Kabalcanty
Sobrevivientes (11)
El alambre de espinos divide la ciudad en dos partes perfectamente delimitadas. Brilla con el agua ácida de la llovizna y ante los coches blindados militares. Desde la zona sur miles de manifestantes, hacinados en varios grupos a lo largo de esa frontera, gritan su protesta exhibiendo pancartas y puños en alto. Algunos lloran de rabia y, presos de su enajenación, se lanzan contra el alambre de espino con la intención de saltar al otro lado; son pocos los que lo hacen, los mismos que caen abatidos por los disparos de los soldados y que desprenden sus compañeros, tironeando sus ropajes mojados entre el alambre, para llevar sus despojos inertes a las cientos de morgues que pueblan la zona sur de la ciudad.
La lluvia mansa cae sobre los impermeables refractarios de los soldados dejando surcos sucios que asemejan marcas de garras que parecen perderse por las perneras de los pantalones de camuflaje. Luces intermitentes, veladas por el sirimiri, parpadeando a lo largo de esa frontera del poder como si fueran faros perdidos en un mar inhóspito que sólo tuvieran la misión de confundir en vez de guiar. Drones y helicópteros sobrevolando la zona acordonada entonando una canción estruendosa de motores y focos localizadores. Se reparten órdenes contundentes cuando los manifestantes se acercan beligerantes a la frontera, voces enérgicas que se pierden entre el clamor de la multitud, voces que atentan contra la vida de cualquiera que se acerque lo suficiente, voces húmedas y con sabor a fósforo.

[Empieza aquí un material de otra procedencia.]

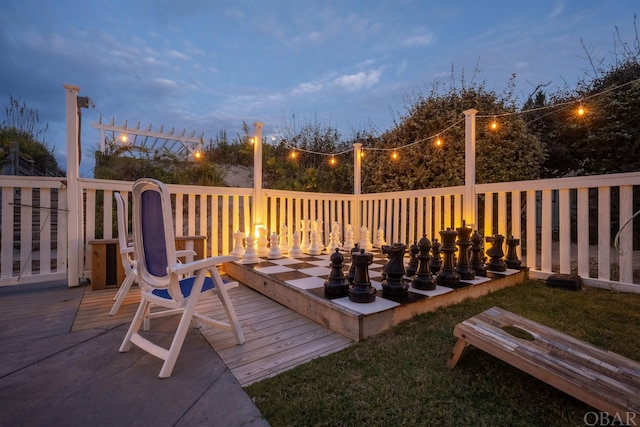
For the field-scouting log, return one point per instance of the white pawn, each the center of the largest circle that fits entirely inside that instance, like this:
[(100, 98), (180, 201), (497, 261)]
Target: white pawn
[(304, 234), (284, 238), (263, 242), (348, 238), (238, 249), (250, 254), (380, 241), (314, 248), (295, 251), (274, 252)]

Los edificios oficiales de la zona norte de la ciudad se han habilitado como puestos volantes para la vacunación. "Los inmunizados", como los llaman los del lado sur, llegan es sus autos de alta gama y descienden para recibir vida desde una jeringuilla, todos se vacunan como prevención porque así lo decretó el gobierno actual desde su nueva sede en el Palacio del Puerto de Sierralta, punto geográfico más al norte de la ciudad.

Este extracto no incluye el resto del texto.